Repository for paper 'Topology-Preserving Dimensionality Reduction via Interleaving Optimization'. The images we used in paper are stored in folder images
folder and codes in the ipynb
folder.
In order to re-run the experiments we have in the ipynb
folder, you will need several packages installed first.
bats
is used for general persistent homology computation, including greedy subsampling and computation flags. To install it, see the installation page(we suggest install from source files).
torch_tda
is used for optimzation on persistnet homology based on Pytorch, which supports auto differention. To install it, see the installation page(we suggest install from source files).

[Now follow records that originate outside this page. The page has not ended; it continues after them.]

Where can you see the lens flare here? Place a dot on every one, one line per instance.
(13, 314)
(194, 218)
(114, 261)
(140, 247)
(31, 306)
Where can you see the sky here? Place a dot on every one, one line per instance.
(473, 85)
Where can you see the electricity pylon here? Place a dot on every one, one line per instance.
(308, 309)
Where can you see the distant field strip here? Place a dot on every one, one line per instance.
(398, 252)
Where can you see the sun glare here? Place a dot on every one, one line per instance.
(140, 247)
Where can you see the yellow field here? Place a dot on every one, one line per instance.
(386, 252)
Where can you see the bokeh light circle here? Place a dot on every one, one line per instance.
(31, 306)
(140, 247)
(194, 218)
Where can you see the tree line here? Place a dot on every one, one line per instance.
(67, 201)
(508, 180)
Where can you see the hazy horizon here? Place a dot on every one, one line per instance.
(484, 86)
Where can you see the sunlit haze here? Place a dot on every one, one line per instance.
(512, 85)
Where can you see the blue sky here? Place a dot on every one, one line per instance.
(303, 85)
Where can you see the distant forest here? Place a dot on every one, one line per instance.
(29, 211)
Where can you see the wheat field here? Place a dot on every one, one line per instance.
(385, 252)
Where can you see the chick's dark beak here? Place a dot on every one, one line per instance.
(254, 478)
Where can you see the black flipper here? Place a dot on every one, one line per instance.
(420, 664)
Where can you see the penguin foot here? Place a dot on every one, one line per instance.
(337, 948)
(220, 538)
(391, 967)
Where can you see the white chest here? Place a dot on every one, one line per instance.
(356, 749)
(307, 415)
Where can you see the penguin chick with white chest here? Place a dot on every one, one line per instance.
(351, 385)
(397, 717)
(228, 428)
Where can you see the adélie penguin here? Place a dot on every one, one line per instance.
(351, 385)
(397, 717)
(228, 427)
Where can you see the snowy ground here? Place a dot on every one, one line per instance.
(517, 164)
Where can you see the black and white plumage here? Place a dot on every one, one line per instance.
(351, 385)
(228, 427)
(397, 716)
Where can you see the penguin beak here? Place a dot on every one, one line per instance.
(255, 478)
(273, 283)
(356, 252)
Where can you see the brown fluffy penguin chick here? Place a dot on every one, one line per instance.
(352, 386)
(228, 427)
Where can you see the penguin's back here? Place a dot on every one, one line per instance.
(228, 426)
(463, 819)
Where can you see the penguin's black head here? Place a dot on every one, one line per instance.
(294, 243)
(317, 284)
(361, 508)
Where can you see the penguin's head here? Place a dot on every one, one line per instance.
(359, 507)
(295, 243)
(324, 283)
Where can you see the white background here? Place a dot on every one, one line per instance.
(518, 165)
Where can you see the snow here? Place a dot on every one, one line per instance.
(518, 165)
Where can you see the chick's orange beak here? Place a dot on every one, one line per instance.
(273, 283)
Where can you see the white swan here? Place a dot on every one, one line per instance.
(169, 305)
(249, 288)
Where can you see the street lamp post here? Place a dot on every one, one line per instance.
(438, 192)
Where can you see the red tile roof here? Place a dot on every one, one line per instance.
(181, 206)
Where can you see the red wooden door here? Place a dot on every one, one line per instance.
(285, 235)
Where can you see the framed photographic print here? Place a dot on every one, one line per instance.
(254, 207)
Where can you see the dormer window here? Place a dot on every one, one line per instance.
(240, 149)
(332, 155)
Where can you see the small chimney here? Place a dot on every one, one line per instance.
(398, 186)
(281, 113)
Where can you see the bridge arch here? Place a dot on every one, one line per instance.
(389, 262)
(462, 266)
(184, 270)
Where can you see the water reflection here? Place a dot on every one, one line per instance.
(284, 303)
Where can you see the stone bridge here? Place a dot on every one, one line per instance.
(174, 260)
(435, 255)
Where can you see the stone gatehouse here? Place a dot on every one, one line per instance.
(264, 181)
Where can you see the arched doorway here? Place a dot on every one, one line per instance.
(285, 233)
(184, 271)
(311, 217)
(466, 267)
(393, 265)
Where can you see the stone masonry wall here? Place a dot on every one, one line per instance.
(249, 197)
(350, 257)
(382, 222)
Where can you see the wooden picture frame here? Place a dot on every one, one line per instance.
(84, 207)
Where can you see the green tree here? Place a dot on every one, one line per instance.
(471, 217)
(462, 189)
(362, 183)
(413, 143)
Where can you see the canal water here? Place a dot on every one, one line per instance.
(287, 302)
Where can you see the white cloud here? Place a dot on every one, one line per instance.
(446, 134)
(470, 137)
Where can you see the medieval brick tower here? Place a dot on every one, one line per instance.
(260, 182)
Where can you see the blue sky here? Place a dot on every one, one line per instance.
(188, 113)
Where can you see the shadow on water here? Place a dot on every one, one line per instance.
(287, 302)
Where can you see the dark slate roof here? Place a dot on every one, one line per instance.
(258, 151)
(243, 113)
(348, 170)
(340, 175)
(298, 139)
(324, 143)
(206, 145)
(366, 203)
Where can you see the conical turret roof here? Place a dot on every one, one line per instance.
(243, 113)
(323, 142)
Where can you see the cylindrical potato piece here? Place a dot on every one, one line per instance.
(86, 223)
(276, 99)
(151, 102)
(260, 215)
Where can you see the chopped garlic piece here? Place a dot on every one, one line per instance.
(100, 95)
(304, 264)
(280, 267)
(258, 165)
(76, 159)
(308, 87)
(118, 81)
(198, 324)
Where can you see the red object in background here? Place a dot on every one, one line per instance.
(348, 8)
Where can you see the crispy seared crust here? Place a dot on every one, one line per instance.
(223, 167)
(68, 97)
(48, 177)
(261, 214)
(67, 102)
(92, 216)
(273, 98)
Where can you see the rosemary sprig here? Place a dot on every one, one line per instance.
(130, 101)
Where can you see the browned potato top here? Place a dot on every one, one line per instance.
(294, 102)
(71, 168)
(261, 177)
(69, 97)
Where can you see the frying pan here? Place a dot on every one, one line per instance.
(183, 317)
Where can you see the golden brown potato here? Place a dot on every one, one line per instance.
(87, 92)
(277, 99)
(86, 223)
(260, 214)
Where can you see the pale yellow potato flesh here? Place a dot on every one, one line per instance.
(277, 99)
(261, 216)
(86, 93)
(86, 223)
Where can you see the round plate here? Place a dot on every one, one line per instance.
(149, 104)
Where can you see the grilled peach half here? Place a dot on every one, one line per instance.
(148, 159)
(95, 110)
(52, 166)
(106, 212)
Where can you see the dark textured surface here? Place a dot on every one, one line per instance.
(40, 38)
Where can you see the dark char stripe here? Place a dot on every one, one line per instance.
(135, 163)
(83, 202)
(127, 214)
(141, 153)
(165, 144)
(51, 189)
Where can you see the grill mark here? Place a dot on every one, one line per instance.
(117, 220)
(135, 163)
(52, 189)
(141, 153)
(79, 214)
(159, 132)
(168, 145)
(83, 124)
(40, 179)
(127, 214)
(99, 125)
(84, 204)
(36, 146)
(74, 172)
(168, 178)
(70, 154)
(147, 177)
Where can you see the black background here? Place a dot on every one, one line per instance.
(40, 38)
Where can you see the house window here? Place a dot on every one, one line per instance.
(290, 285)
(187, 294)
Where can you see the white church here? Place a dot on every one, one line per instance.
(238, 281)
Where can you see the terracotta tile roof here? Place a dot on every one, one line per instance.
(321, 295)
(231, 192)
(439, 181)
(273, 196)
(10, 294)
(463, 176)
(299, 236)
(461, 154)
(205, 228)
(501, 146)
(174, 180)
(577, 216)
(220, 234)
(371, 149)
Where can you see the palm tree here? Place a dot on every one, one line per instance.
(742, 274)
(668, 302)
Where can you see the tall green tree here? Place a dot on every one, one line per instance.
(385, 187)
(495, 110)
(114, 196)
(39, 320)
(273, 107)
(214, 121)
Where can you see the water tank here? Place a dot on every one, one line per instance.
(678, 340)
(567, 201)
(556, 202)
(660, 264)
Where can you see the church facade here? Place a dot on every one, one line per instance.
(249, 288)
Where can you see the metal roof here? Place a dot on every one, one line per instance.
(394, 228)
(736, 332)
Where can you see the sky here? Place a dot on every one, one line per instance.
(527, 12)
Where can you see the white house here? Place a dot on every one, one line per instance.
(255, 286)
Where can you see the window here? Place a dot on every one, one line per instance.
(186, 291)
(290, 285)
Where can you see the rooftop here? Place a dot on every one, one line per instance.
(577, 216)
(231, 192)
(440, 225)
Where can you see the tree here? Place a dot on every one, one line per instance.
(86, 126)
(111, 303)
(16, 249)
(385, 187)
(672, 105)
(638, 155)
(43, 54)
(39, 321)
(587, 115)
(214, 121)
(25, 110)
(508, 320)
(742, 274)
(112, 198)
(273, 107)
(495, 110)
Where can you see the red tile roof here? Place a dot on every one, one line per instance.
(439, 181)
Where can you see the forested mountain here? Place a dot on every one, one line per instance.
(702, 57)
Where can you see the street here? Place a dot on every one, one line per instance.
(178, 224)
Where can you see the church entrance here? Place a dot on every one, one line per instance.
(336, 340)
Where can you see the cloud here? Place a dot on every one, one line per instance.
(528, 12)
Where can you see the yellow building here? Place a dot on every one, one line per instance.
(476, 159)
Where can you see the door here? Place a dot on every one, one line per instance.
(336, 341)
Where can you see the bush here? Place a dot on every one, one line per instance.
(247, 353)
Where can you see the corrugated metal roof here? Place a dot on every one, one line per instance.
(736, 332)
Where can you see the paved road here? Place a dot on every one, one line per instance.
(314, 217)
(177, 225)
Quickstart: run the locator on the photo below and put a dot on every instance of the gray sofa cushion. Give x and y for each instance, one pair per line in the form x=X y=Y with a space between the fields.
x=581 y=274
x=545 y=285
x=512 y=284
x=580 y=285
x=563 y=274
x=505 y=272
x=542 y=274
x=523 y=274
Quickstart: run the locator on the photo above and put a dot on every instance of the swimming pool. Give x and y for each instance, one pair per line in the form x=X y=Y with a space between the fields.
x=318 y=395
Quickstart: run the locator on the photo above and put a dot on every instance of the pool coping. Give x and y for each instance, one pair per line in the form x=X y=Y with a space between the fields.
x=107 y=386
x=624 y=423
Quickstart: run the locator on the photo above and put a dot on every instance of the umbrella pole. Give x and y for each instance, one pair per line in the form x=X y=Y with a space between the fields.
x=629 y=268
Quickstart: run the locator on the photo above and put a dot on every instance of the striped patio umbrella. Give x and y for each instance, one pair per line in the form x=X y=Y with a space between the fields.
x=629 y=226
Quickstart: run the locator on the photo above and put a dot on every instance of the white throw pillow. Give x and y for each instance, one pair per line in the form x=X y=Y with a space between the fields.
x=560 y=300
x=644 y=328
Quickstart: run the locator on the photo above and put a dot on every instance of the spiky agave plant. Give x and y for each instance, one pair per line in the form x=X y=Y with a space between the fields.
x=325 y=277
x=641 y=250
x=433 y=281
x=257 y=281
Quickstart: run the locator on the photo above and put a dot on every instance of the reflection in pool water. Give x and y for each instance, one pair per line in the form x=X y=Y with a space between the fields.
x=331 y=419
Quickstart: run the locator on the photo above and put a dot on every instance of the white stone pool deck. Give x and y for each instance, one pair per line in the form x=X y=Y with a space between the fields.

The synthetic data sets we used in paper are all in ipynb notebooks. Real life data sets are from
- COIL-100: https://www.kaggle.com/jessicali9530/coil100/download
- Natural Image Patches: http://pirsquared.org/research/vhatdb/full/vanhateren_iml.zip
The main function for our dimension reduction method on a data set X
with shape (n,p) is
P, opt_info = bottleneck_proj_pursuit(X)
. It will return us a projection P
with shape (p,2) and a dictionary opt_info
that stores optimzation information. You may also check a variety of parameters you can pass into the function in PH_projection_pursuit.py
.
Next, in order to see the result in 2D plane, use
X_PH = X @ P.T
plt.scatter(X_PH[:, 0],X_PH[:,1])